The Transportation Safety Board says it knows what caused the derailment of a train that departed Winnipeg.
In May 2014, the CN freight train left here bound for Chicago.
35 cars, including two loaded with molten sulphur, went off the tracks near Fort Frances, in Northwestern Ontario.
After its investigation, the T-S-B determined poor track conditions and delays in maintenance led to the incident.
There were no injuries but 500 feet of track was destroyed.
The following statement is CN’s response to the Transportation Safety Board of Canada Investigation Report R14W0137 that was issued regarding the freight train derailment on CN’s Fort Frances Subdivision on May 23, 2014:
CN collaborated extensively with the Transportation Safety Board of Canada (TSB) in its investigation of the unfortunate train derailment that occurred May 23, 2014, on the Fort Frances Subdivision in northwestern Ontario. CN also conducted a lengthy review of the accident in cooperation with Transport Canada, the rail safety regulator. CN seeks to learn from every accident and to continuously strengthen its Safety Management System (SMS) in order to reduce main track derailments to an absolute minimum.
CN is committed to address the areas of improvement identified by the TSB investigation in order to strengthen its SMS. CN’s SMS is a proactive, comprehensive program designed to minimize risk and continually reduce accidents and injuries. As part of its commitment to running a safe railway, CN plans to invest a record C$2.9 billion this year in its capital program, of which C$1.5 billion will be spent on track infrastructure. The infrastructure work will include the replacement of rail, ties, and other track materials, as well as bridge improvements and targeted branch line upgrades.
CN concurs with the TSB’s findings and analysis pointing to a combination of factors that ultimately caused this accident on the Fort Frances Subdivision. Spring weather and ground conditions following an extremely difficult winter, an area of weaker track conditions, and elevated in-train forces worked together to cause the train derailment.
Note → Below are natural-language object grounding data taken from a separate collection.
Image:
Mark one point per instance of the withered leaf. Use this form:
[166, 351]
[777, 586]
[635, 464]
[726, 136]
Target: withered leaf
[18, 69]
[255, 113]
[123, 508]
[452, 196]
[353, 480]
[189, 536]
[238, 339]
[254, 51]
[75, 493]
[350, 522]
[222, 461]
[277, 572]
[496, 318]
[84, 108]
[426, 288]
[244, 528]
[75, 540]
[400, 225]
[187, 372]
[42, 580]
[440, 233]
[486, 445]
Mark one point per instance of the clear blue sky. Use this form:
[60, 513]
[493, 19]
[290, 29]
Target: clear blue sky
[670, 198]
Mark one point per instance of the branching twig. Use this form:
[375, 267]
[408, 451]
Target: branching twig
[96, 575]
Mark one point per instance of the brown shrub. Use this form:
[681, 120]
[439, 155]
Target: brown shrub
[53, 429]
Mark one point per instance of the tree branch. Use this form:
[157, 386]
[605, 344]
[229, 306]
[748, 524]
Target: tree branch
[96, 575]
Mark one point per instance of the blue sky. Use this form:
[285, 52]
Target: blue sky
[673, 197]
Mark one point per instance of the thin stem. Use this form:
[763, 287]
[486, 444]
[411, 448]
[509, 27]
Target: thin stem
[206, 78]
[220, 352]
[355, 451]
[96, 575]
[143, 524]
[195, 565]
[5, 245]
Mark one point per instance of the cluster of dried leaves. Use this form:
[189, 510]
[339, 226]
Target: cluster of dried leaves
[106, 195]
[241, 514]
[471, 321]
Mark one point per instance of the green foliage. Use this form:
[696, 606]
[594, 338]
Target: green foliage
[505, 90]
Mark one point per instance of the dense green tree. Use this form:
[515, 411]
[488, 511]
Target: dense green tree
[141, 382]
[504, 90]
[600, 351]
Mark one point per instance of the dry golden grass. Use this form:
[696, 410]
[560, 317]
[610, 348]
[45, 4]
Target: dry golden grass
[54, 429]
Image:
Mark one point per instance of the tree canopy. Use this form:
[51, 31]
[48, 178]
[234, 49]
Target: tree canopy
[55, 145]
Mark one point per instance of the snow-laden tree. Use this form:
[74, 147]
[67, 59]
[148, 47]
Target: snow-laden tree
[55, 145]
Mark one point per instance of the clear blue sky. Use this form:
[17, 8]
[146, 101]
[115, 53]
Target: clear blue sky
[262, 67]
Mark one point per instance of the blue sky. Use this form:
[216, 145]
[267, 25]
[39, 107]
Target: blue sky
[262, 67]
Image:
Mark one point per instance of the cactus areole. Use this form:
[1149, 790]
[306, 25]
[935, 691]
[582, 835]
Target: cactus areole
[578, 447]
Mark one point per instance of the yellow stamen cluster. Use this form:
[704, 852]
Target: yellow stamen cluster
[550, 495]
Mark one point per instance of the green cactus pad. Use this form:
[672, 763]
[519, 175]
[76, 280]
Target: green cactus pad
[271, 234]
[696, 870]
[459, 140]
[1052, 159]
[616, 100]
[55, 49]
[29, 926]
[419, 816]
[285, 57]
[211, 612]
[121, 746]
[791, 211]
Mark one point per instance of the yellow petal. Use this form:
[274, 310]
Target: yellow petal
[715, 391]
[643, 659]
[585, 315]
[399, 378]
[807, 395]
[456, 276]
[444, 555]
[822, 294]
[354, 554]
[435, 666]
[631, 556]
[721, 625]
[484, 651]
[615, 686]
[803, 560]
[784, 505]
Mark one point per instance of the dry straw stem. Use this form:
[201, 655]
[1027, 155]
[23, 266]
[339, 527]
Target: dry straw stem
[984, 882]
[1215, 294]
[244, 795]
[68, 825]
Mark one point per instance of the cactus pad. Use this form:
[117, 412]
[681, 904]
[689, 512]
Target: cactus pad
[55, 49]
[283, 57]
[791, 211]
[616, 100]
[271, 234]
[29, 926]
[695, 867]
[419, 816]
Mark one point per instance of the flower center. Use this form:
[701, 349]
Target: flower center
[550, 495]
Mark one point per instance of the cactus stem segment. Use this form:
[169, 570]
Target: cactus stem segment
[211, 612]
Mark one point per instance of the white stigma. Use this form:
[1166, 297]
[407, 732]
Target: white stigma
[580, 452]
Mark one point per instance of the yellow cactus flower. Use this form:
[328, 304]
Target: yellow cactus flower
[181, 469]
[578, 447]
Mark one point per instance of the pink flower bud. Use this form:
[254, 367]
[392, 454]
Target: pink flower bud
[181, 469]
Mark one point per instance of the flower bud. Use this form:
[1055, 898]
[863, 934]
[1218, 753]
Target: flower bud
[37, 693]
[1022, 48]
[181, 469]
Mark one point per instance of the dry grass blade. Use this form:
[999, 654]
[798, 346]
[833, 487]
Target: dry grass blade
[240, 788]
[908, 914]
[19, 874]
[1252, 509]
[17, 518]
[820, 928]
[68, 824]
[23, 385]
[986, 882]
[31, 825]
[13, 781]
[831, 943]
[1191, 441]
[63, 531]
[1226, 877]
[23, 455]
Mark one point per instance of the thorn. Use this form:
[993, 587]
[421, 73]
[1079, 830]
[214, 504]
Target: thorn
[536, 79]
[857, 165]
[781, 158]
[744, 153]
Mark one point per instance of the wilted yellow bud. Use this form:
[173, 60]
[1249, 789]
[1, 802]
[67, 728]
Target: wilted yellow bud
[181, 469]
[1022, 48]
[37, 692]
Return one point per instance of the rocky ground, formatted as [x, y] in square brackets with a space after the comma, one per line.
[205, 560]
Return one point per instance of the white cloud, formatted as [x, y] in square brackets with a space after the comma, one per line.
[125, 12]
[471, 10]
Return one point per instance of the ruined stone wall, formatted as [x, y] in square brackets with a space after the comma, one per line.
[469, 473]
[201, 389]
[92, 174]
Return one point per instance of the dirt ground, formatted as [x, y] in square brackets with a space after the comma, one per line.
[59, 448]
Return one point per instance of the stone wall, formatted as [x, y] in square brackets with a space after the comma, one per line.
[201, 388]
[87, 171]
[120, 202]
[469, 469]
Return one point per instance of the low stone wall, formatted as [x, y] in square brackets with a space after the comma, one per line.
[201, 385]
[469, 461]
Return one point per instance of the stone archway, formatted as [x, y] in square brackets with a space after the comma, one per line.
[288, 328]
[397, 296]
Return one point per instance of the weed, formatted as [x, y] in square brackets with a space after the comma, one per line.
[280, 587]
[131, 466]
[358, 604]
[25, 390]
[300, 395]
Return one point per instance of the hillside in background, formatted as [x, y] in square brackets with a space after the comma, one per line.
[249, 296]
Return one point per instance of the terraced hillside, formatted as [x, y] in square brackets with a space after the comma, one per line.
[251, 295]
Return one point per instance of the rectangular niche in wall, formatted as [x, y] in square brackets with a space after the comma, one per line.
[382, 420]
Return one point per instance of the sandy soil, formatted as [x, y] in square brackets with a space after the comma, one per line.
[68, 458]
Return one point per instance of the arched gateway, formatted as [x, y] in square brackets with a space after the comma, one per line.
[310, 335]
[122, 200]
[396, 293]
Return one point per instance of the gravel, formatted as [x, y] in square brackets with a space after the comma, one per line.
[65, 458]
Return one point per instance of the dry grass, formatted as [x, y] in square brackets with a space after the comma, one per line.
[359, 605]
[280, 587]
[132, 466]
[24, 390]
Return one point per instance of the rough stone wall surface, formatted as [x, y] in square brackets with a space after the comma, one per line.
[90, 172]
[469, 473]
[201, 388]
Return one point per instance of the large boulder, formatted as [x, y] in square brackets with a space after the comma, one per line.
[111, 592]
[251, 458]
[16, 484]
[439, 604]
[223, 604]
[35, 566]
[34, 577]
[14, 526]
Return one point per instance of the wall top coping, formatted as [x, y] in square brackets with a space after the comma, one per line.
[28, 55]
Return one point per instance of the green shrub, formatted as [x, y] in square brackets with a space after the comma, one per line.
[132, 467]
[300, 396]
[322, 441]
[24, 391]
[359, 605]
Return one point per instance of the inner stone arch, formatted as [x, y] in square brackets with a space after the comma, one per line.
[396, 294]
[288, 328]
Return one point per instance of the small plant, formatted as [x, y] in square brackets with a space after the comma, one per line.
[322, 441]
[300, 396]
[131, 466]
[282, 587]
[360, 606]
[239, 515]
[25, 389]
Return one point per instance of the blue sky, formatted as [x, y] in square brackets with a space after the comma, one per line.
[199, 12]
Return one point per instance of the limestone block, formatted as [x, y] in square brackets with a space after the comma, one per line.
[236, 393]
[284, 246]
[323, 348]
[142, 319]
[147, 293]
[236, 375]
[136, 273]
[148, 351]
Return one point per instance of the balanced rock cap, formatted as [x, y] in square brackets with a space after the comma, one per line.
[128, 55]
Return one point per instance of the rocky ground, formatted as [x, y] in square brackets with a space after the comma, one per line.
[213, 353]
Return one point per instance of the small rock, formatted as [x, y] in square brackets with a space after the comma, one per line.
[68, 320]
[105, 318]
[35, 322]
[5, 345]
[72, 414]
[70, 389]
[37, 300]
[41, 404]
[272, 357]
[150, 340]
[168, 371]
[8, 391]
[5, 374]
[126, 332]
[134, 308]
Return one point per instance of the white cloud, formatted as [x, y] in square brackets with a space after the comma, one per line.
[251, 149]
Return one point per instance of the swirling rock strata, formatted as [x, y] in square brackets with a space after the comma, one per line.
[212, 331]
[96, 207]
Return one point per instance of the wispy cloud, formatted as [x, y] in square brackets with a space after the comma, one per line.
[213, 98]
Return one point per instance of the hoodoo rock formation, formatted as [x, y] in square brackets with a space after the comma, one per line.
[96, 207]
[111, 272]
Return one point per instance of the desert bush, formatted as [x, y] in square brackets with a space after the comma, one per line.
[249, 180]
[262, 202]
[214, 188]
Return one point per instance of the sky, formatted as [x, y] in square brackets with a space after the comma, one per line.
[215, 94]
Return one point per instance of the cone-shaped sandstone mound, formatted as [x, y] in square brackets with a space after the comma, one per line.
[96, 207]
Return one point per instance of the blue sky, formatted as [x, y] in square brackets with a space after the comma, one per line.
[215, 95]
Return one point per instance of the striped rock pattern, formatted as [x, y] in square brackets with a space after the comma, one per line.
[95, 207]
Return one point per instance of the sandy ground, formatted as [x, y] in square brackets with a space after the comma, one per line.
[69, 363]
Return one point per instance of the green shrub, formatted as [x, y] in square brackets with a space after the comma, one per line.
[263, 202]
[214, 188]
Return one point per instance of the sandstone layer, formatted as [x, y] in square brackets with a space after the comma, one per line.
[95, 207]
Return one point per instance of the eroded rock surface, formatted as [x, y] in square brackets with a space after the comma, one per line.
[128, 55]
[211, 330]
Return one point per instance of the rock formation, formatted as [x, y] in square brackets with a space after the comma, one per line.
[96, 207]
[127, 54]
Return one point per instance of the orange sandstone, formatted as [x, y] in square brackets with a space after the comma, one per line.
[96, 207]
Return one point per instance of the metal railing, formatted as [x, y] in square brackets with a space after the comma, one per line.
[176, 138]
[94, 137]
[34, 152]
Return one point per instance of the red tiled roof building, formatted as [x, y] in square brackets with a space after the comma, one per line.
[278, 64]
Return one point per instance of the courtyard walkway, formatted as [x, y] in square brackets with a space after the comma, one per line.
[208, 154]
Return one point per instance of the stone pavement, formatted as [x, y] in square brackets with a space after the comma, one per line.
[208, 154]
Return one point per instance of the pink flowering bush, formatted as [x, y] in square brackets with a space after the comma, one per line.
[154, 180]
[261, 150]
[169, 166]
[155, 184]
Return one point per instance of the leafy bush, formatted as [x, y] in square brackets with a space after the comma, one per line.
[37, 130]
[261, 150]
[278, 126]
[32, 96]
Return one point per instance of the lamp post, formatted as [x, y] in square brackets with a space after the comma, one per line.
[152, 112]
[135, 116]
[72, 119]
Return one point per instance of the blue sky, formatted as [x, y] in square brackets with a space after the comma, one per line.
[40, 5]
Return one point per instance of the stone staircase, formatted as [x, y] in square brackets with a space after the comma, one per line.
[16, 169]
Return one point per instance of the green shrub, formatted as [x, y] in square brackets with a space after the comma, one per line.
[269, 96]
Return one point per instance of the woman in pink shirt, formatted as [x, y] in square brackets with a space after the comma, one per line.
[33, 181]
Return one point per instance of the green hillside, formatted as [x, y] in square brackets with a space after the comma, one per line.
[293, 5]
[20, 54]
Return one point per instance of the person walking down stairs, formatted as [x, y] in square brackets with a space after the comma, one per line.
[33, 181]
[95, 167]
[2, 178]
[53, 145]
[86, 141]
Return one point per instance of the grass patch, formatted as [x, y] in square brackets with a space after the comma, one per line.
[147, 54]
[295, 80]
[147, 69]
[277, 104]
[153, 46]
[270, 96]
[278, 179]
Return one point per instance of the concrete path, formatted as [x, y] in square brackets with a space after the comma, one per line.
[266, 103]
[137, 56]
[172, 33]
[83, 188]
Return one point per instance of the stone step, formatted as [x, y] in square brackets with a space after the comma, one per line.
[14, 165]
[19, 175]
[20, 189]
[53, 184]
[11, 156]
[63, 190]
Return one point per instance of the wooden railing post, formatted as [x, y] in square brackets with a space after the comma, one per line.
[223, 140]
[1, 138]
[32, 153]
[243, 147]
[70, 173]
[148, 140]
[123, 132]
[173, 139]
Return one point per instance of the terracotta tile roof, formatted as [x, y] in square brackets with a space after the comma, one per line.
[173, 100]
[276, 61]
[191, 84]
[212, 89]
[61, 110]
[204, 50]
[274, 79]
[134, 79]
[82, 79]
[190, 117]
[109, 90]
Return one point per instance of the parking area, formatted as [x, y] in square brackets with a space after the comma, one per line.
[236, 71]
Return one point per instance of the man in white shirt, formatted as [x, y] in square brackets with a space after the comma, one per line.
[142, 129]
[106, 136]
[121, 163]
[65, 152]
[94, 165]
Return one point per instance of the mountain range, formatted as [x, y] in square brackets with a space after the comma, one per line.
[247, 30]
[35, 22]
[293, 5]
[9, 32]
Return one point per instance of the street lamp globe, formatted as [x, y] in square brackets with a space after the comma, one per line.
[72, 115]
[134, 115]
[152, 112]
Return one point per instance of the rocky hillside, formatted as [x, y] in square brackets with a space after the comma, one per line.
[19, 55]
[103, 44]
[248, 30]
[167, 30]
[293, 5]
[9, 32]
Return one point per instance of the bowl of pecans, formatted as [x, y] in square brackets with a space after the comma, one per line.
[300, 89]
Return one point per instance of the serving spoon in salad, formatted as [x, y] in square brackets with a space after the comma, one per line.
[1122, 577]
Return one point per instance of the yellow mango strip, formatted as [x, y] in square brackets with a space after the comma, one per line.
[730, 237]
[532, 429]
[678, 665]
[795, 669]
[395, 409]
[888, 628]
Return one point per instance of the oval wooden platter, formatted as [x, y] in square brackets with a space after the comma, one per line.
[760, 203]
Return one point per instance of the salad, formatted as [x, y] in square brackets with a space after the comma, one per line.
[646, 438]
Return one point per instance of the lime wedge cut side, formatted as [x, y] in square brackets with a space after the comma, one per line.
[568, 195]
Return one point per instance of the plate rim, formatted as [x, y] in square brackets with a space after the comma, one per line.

CN also acknowledges that it should ideally have implemented the significant track infrastructure improvements it had planned for the Fort Frances Subdivision more quickly. But it is equally important to note that the TSB report recognizes several key strengths of CN’s SMS, including:
· A proactive corridor risk assessment CN conducted on the Fort Frances Subdivision prior to the accident;
· The company’s multi-faceted inspection process to closely monitor evolving track conditions at frequencies that far exceed regulatory requirements, and
· CN’s multi-year infrastructure maintenance planning process that identified the need for a track upgrade program scheduled for 2014 on the Fort Frances Subdivision and executed that summer.